RuleAlign: Making Large Language Models Better Physicians with Diagnostic Rule Alignment
Xiaohan Wang, Xiaoyan Yang, Yuqi Zhu, Yue Shen, Jian Wang, Peng Wei, Lei Liang, Jinjie Gu, Huajun Chen, Ningyu Zhang
TL;DR
RuleAlign tackles the gap between LLM-based medical dialogue and physician-level diagnostic reasoning by enforcing rule-based outputs through a diagnostic-rule framework. The authors build UrologyRD, a rule-driven dialogue dataset, and train models via a two-phase process: supervised fine-tuning followed by offline preference optimization that favors rule-compliant responses. They demonstrate that RuleAlign improves key metrics such as perplexity, Rouge, and BLEU across multiple base models and enhances multidimensional SP testing scores, indicating better information gathering, guidance, and logical deduction.

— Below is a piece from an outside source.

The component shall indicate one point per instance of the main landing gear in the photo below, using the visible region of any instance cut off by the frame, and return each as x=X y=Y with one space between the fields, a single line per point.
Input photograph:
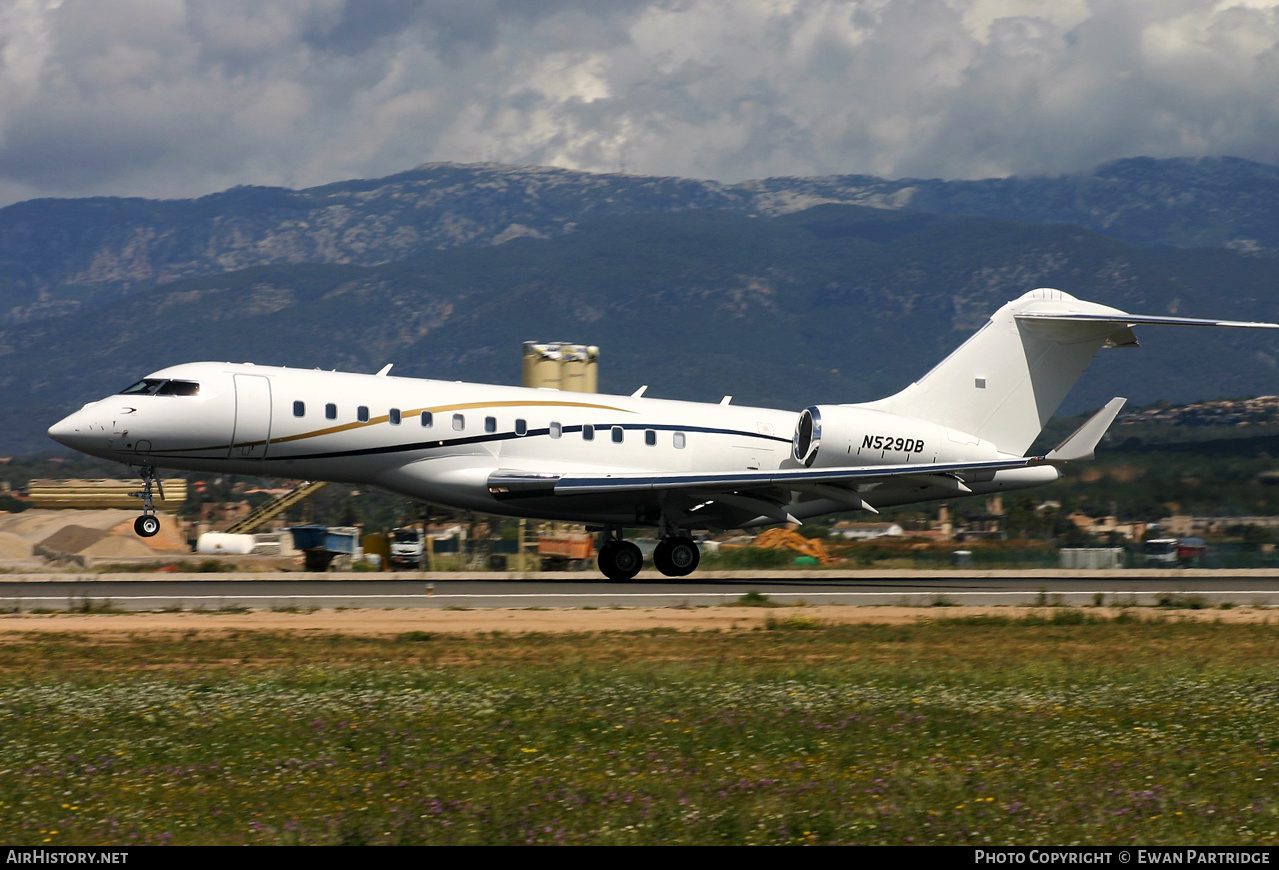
x=149 y=523
x=620 y=561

The work advances AI physician capabilities by providing a scalable method to encode professional diagnostic rules into LLM behavior and offers a practical dataset and evaluation framework for future expansion.
Abstract
Large Language Models (LLMs) like GPT-4, MedPaLM-2, and Med-Gemini achieve performance competitively with human experts across various medical benchmarks. However, they still face challenges in making professional diagnoses akin to physicians, particularly in efficiently gathering patient information and reasoning the final diagnosis. To this end, we introduce the RuleAlign framework, designed to align LLMs with specific diagnostic rules. We develop a medical dialogue dataset comprising rule-based communications between patients and physicians and design an alignment learning approach through preference learning. Experimental results demonstrate the effectiveness of the proposed approach. We hope that our work can serve as an inspiration for exploring the potential of LLMs as AI physicians.